During a women's high tower international diving competition in February 1984, McArton finished runner-up to then world champion Wendy Wyland, gaining 389.91 points to Wyland's 412.98. In March 1984, McArton was honored as the Jaycees Junior Athlete of the Year following what was described as a "brilliant season", having been selected out of 12 athletes. McArton won 3 gold medals in the 15-17 age group category during the annual national diving championships held in Edmonton during May 1984. She was named as the top female diver during the Senior National Championships and was nominated for Manitoba's "Female Athlete of the Year". During a practice dive in May 1985 in preparation for that year's national age group championships, she hit her right hand on her head and realised she had injured herself upon leaving the water.
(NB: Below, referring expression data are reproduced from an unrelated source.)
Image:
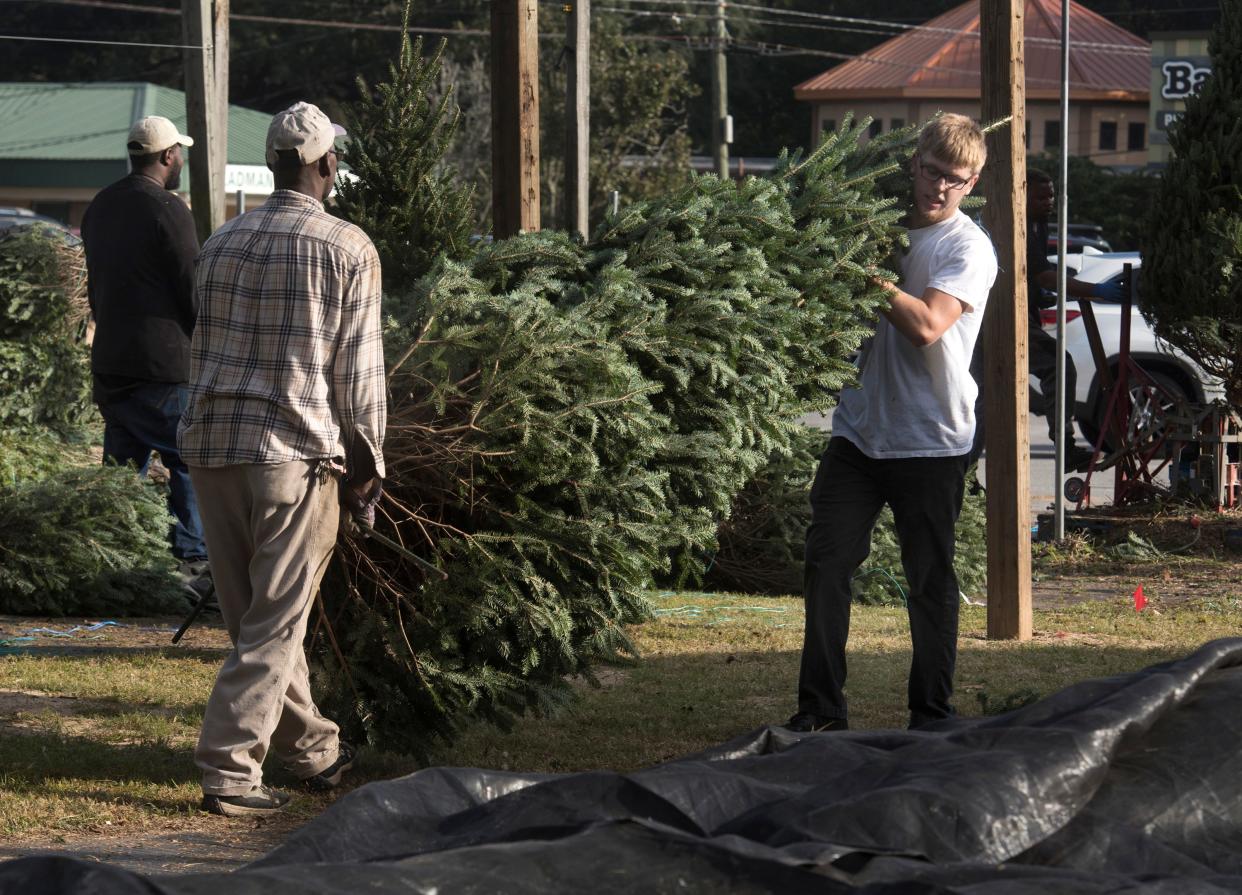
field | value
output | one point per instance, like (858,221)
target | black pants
(925,497)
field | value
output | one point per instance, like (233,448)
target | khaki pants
(270,531)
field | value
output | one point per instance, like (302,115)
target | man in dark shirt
(140,247)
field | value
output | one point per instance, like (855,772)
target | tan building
(1179,65)
(937,67)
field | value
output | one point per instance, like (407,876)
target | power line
(892,25)
(270,20)
(107,44)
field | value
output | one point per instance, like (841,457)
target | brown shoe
(261,800)
(329,777)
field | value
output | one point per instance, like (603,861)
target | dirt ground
(1210,567)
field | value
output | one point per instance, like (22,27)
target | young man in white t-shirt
(902,438)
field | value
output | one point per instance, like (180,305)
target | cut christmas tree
(570,422)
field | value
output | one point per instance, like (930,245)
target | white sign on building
(253,180)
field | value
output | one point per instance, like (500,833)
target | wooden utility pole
(1005,350)
(205,24)
(720,124)
(514,116)
(578,116)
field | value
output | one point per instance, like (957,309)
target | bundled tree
(45,377)
(86,540)
(569,421)
(1192,240)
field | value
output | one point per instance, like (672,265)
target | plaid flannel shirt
(286,360)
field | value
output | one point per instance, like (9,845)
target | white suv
(1171,370)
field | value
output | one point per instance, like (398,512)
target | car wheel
(1150,406)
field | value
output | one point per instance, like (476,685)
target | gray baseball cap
(154,134)
(302,128)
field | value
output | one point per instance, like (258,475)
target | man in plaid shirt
(287,392)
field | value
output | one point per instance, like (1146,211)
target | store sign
(253,180)
(1183,78)
(1166,117)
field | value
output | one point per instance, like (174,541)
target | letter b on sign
(1183,78)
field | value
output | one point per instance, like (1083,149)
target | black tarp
(1120,785)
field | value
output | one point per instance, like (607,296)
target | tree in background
(398,190)
(641,96)
(640,101)
(569,421)
(273,65)
(1192,236)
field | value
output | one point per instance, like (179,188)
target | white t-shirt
(920,401)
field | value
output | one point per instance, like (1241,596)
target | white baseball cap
(154,134)
(302,128)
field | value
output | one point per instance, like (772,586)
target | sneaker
(329,777)
(261,800)
(806,723)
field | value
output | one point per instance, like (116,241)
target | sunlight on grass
(118,754)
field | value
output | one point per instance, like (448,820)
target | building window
(1052,134)
(1108,135)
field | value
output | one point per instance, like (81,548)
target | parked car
(1079,236)
(1178,376)
(25,217)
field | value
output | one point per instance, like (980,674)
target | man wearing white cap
(139,252)
(287,395)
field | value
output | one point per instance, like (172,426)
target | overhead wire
(101,42)
(889,24)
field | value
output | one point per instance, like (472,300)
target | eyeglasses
(934,175)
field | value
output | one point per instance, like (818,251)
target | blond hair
(954,139)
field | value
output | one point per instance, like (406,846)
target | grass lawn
(98,741)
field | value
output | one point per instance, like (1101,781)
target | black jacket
(140,247)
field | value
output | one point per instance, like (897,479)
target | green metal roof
(88,122)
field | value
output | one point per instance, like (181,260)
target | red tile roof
(942,58)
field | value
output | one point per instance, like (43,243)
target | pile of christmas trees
(76,538)
(1192,237)
(570,421)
An x-ray confirmed a broken thumb which kept her out of the championships, while she was unable to dive for several weeks.

===Commonwealth 1986 and later===
McArton participated in the 1986 Commonwealth Games, finishing 5th in the 10-metre platform event with a score of 389.46. Following a third placed finish on the 10-metre tower event during the 1987 national diving championships in March, McArton took a break during the summer and had aspirations in qualifying for the 1988 Summer Olympics team, but ultimately did not make it.

McArton signed up for a psychology course during the summer of 1988, but changed to a religion course upon reading poor reviews on the quality of teaching, noting that she trusted the experiences of former students.

==Later life==
McArton became a high school teacher towards the end of the 1990s and was known to coach many sports while working as a teacher. She maintained a passion for swimming as well as interests in golf and canoe tripping. She married Jeffrey Wright in August 1997 and gave birth to two boys.

==Personal==
McArton attended Grant Park High School where her principal in 1984 described her as being a very responsible student who was working at "a high academic standard and is involved in other school activities", such as cross country running. Jennifer was the second of four children.

Her mother Elizabeth (nee McColl) trained as a musician, graduating at the University of Toronto with an honors in languages, later travelling to Germany and France to study literature. In 1963, she married Ronald McArton, an engineer and later pricing manager for IBM. Ron died in May 2020 and was survived by McArton's mother Elizabeth and her four children, two girls and two boys.